# Megaminx road to sub-1



## DarthDK (Mar 13, 2022)

Current average is in the range of around 2:00-2:20, I’m hoping to bring it down to sub-1:00 by the end of the year.
I’ll try and update as frequently as I can


----------



## Cuber2s (Mar 13, 2022)

We could race as I average the same


----------



## DarthDK (Mar 14, 2022)

Cuber2s said:


> We could race as I average the same


Nice
lets do it


----------



## DarthDK (Mar 14, 2022)

So.....I got an exact 2:00 solve and just after a 2:20.....just goes to show how inconsistent my solves are


----------



## abunickabhi (Mar 14, 2022)

DarthDK said:


> So.....I got an exact 2:00 solve and just after a 2:20.....just goes to show how inconsistent my solves are


Keep going.

The megaminx world record was just broken. It is now 25.24 seconds which is insane yo.


----------



## DarthDK (Mar 14, 2022)

abunickabhi said:


> Keep going.
> 
> The megaminx world record was just broken. It is now 25.24 seconds which is insane yo.

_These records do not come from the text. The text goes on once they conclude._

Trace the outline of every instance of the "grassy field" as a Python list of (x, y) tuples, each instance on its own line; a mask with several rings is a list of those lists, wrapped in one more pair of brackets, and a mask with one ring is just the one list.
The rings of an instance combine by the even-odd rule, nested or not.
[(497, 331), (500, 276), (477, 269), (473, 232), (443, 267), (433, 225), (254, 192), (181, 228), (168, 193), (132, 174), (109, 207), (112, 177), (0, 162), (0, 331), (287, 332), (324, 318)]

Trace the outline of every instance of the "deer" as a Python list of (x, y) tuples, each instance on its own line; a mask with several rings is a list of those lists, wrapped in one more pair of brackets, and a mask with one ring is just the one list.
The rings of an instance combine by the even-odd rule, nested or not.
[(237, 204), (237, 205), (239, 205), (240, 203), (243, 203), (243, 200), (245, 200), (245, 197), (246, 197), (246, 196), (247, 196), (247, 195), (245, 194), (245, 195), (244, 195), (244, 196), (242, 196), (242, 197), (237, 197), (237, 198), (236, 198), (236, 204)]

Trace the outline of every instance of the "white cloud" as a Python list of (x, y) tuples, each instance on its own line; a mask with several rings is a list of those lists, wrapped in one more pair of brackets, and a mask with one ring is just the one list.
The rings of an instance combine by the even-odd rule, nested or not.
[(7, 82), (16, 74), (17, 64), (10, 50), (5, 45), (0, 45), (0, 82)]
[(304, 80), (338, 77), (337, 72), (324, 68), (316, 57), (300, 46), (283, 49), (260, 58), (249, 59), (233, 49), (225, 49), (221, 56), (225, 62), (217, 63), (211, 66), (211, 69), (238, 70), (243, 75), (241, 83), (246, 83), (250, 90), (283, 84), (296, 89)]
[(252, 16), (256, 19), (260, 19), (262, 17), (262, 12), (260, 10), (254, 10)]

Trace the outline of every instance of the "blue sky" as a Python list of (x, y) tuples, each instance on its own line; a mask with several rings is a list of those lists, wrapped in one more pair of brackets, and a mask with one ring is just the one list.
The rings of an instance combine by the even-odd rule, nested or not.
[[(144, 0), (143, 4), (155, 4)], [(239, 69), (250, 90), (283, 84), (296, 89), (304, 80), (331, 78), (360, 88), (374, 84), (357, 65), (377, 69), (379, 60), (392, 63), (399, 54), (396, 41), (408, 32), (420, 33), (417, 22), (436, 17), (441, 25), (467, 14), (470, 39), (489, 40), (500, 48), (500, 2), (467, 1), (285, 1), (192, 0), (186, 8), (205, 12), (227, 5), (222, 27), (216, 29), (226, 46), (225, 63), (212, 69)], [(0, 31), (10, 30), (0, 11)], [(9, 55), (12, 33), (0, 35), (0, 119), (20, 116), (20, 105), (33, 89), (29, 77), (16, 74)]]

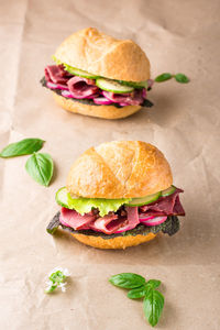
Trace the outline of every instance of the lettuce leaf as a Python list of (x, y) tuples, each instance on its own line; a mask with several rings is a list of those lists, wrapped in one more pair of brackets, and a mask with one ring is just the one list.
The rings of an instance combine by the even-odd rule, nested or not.
[(105, 198), (73, 198), (67, 191), (66, 187), (61, 188), (56, 193), (56, 202), (67, 209), (74, 209), (80, 215), (91, 211), (91, 209), (99, 209), (101, 217), (108, 215), (110, 211), (116, 212), (122, 205), (131, 201), (131, 198), (120, 199), (105, 199)]

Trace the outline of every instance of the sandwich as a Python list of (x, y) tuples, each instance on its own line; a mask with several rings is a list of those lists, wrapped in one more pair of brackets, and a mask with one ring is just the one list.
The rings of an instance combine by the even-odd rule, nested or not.
[(61, 210), (47, 227), (84, 244), (125, 249), (175, 234), (185, 216), (179, 189), (163, 153), (140, 141), (90, 147), (72, 166), (66, 187), (56, 193)]
[(133, 41), (88, 28), (67, 37), (53, 61), (41, 82), (65, 110), (118, 119), (153, 106), (150, 62)]

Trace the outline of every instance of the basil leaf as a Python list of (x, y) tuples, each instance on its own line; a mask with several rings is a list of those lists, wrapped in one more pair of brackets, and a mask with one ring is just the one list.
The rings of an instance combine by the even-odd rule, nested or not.
[(178, 81), (180, 84), (189, 82), (189, 78), (184, 74), (176, 74), (174, 77), (175, 77), (176, 81)]
[(48, 154), (34, 153), (25, 164), (29, 175), (40, 185), (48, 186), (53, 175), (53, 160)]
[(10, 143), (0, 153), (0, 157), (16, 157), (30, 155), (42, 148), (45, 141), (41, 139), (24, 139), (15, 143)]
[(158, 279), (150, 279), (146, 282), (146, 287), (157, 288), (162, 283)]
[(143, 298), (145, 296), (145, 294), (146, 294), (146, 287), (145, 287), (145, 285), (142, 285), (141, 287), (131, 289), (127, 296), (130, 299), (140, 299), (140, 298)]
[(135, 288), (145, 284), (145, 278), (134, 273), (121, 273), (111, 276), (109, 282), (119, 287)]
[(144, 315), (152, 327), (157, 324), (163, 308), (164, 296), (155, 289), (150, 289), (145, 295), (143, 309)]
[(172, 74), (164, 73), (164, 74), (157, 76), (154, 80), (156, 82), (162, 82), (162, 81), (166, 81), (166, 80), (170, 79), (172, 77), (173, 77)]

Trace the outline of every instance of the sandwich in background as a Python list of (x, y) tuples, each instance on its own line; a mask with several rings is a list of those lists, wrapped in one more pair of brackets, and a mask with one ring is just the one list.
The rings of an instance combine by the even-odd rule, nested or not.
[(67, 37), (53, 59), (41, 82), (65, 110), (119, 119), (153, 106), (150, 62), (133, 41), (88, 28)]

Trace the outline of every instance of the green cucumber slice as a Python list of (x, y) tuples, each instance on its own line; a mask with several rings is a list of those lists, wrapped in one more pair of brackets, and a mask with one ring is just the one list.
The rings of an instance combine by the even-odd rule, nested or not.
[(176, 191), (176, 187), (170, 186), (169, 188), (162, 191), (162, 197), (169, 196), (169, 195), (174, 194), (175, 191)]
[(136, 89), (142, 89), (142, 88), (147, 88), (147, 81), (140, 81), (140, 82), (134, 82), (134, 81), (124, 81), (124, 80), (119, 80), (120, 84), (125, 85), (125, 86), (131, 86)]
[(80, 70), (80, 69), (75, 68), (75, 67), (73, 67), (73, 66), (70, 66), (70, 65), (67, 65), (67, 64), (64, 64), (64, 67), (65, 67), (65, 69), (66, 69), (69, 74), (72, 74), (72, 75), (74, 75), (74, 76), (79, 76), (79, 77), (88, 78), (88, 79), (96, 79), (96, 78), (98, 77), (98, 76), (96, 76), (96, 75), (89, 74), (89, 73), (87, 73), (87, 72), (85, 72), (85, 70)]
[(141, 198), (132, 198), (132, 200), (129, 204), (127, 204), (127, 206), (135, 207), (135, 206), (147, 205), (157, 200), (160, 197), (161, 197), (161, 191)]
[(131, 86), (122, 85), (116, 80), (98, 78), (96, 85), (107, 91), (112, 91), (116, 94), (131, 92), (134, 90)]
[(63, 187), (61, 189), (58, 189), (58, 191), (56, 193), (56, 202), (61, 206), (63, 206), (64, 208), (69, 208), (69, 198), (79, 198), (78, 196), (73, 197), (69, 195), (69, 193), (67, 191), (66, 187)]

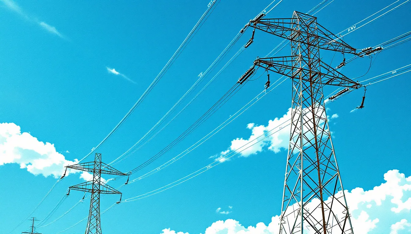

Yeah man, just crazy to think about


----------



## DarthDK (Mar 15, 2022)

Well well well


----------



## DarthDK (Mar 18, 2022)

So....a 2:23 and 2:12 after thred untimed solves. I’m now starting my one-week-of-untimed-solves so now I’ll update it next week. Last time I did this I went from 3:50 to 3:15 in a week so I’m hoping to be sub-2 proper by next Friday. Peace


----------